Soweit ich es mitbekommen hatte, verstanden sich Vater und Sohn nicht besonders. Aber das war ja nun keine Seltenheit.
So viel also wussten wir. Mehr würde ich bestimmt von den Nachbarn erfahren.
Als Versicherungsvertreter ist man für seine Stammkunden auch so etwas wie ein Beichtvater. Nach dem Arzt. Und vor dem Pfarrer. Die Leute brauchen jemanden, dem sie von ihren Kümmernissen erzählen können. Und nach Hubers Todessturz würde die Gerüchteküche brodeln.
»Na, dann schwing dich mal auf nach Hohenberg«, sagte Sonja.

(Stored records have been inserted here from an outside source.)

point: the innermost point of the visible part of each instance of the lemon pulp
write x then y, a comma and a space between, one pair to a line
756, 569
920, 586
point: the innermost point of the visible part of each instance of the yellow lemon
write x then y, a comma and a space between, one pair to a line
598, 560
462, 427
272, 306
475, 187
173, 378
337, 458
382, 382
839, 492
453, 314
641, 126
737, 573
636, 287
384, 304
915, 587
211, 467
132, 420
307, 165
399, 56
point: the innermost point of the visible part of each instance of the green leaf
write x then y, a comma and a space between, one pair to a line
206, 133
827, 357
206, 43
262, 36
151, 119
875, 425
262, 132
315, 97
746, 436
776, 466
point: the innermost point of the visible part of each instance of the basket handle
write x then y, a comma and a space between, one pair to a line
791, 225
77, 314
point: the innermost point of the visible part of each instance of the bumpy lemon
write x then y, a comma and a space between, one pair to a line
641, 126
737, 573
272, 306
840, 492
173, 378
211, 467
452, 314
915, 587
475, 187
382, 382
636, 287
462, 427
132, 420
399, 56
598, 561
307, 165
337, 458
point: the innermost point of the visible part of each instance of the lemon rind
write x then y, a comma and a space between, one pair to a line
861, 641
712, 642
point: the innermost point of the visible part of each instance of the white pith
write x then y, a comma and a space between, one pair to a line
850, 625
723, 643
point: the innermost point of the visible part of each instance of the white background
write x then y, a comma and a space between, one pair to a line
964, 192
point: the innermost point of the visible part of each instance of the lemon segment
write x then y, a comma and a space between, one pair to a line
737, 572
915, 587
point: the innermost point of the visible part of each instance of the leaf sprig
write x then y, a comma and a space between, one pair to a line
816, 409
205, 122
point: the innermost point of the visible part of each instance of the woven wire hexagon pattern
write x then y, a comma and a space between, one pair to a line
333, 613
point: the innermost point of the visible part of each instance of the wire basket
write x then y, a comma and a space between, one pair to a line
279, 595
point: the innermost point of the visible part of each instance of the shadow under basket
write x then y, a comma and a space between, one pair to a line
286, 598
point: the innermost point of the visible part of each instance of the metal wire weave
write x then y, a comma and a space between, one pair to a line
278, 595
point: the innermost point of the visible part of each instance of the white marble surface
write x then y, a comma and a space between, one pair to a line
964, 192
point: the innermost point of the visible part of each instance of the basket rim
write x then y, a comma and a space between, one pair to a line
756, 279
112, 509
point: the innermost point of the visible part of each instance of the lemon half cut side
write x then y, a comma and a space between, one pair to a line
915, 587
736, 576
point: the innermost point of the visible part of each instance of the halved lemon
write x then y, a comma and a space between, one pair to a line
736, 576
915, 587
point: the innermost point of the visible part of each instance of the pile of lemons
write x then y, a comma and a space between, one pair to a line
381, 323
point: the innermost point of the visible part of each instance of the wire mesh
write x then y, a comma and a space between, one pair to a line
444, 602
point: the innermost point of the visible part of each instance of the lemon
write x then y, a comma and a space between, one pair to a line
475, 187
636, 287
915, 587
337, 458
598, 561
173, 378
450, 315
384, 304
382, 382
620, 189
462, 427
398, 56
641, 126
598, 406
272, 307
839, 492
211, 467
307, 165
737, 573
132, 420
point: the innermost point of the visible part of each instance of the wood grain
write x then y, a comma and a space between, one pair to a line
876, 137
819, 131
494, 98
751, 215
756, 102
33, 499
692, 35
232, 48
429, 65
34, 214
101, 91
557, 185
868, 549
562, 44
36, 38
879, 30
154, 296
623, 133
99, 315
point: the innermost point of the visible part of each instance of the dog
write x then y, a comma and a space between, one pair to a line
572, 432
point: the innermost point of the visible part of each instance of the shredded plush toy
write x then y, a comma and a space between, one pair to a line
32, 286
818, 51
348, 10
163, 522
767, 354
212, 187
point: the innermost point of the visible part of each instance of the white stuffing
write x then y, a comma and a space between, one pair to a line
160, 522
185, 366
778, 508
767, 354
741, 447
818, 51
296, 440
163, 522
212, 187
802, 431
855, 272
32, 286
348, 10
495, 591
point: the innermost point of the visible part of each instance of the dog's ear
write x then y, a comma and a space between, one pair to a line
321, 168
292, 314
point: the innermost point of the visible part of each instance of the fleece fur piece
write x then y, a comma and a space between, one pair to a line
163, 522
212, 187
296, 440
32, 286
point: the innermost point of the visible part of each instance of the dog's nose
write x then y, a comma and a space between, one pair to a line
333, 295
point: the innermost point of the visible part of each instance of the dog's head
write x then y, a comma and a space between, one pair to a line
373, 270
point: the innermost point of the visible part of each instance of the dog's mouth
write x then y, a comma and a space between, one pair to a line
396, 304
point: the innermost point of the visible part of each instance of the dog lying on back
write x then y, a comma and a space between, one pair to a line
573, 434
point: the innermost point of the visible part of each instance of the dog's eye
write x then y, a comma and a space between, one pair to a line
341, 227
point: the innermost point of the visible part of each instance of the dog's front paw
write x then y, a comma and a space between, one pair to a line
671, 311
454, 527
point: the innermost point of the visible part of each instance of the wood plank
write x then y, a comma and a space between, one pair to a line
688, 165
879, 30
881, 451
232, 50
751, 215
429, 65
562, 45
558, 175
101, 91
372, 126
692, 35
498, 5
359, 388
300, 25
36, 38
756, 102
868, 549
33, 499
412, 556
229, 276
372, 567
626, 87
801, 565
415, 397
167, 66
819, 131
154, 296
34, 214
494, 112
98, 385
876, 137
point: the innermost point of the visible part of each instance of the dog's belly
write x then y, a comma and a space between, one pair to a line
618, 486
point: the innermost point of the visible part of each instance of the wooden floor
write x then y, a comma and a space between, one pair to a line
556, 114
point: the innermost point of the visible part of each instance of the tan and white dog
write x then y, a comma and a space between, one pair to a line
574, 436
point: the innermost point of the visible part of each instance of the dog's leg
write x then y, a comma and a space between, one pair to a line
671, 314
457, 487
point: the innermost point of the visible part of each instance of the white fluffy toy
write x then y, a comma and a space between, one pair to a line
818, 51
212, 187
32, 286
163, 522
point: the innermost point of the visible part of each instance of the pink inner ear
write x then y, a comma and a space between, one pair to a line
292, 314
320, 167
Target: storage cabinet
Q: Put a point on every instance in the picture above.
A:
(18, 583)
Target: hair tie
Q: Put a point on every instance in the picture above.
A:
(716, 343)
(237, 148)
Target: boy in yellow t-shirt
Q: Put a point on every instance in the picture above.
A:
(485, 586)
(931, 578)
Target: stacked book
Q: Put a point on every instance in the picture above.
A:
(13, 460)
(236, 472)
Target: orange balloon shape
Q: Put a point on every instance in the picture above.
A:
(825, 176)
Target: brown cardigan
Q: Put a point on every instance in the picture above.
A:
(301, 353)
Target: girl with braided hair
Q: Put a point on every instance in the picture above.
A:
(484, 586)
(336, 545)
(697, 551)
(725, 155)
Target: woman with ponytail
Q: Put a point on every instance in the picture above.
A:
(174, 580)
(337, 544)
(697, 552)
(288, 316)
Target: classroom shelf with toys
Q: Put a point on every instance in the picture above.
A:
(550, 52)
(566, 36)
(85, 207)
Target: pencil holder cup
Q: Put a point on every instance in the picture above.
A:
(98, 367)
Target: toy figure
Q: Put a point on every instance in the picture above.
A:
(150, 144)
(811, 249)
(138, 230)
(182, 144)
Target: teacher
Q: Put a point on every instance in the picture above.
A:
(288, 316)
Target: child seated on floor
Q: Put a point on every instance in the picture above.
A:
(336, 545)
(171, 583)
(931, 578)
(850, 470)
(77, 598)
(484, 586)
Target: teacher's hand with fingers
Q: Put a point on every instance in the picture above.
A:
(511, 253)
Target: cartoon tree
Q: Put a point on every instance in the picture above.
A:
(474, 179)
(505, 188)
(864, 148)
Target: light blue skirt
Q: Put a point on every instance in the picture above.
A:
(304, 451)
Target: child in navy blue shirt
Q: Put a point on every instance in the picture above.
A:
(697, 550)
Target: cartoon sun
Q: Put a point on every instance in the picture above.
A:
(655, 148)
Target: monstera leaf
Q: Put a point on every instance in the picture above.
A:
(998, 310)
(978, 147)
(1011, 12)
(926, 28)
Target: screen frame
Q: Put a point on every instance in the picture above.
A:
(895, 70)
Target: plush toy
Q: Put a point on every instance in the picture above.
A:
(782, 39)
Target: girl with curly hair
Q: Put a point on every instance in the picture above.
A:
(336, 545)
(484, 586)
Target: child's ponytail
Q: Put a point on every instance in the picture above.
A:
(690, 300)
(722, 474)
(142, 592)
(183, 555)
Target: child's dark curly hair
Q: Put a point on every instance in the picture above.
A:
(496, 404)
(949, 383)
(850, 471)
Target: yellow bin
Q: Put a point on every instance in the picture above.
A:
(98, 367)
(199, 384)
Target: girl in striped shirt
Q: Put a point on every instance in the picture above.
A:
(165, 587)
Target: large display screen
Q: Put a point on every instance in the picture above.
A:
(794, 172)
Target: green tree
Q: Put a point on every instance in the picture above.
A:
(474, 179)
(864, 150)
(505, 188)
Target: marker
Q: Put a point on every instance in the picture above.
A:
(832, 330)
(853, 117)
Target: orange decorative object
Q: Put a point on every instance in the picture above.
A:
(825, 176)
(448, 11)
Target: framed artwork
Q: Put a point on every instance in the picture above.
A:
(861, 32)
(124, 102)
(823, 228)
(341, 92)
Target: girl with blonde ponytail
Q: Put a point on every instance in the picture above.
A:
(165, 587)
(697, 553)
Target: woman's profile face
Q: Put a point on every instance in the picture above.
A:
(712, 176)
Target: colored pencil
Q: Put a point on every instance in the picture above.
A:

Ich schüttelte den Kopf und seufzte.
»Das muss bis morgen warten. Ich habe heute Nachmittag einen anderen Termin.«
Sie verstand. Ihr Grinsen hätte ich im günstigsten Fall als anzüglich bezeichnet. Vielleicht auch als hämisch. Mitleidig war es auf keinen Fall.
Ich ging.
Zur Stärkung genehmigte ich mir im Eiscafé gegenüber noch einen Sgropino.
***
Mein Liebesleben lässt sich kurz und bündig mit einem Wort beschreiben: chaotisch. Das derzeitige Chaos hieß Helena, war zweiundzwanzig, sah süß aus, wenngleich die Eltern bei der Namenswahl doch etwas zu optimistisch gewesen waren, und hatte einen erfreulich üppigen Busen. Uns hatte die Not zusammengebracht. Sie arbeitete bei der Bausparkasse – ein Kleinstadtkind aus Heilbronn, das es erst vor kurzem nach Schwäbisch Hall verschlagen hatte und das noch dabei war, sich einen Freundeskreis aufzubauen. Sie war allein, und ich war’s derzeit auch wieder mal. Und als Mann von sechsunddreißig hat man auf dem Single-Markt nicht mehr unbedingt die große Auswahl. So trösteten wir uns gegenseitig. Es war nett, aber auch nicht mehr.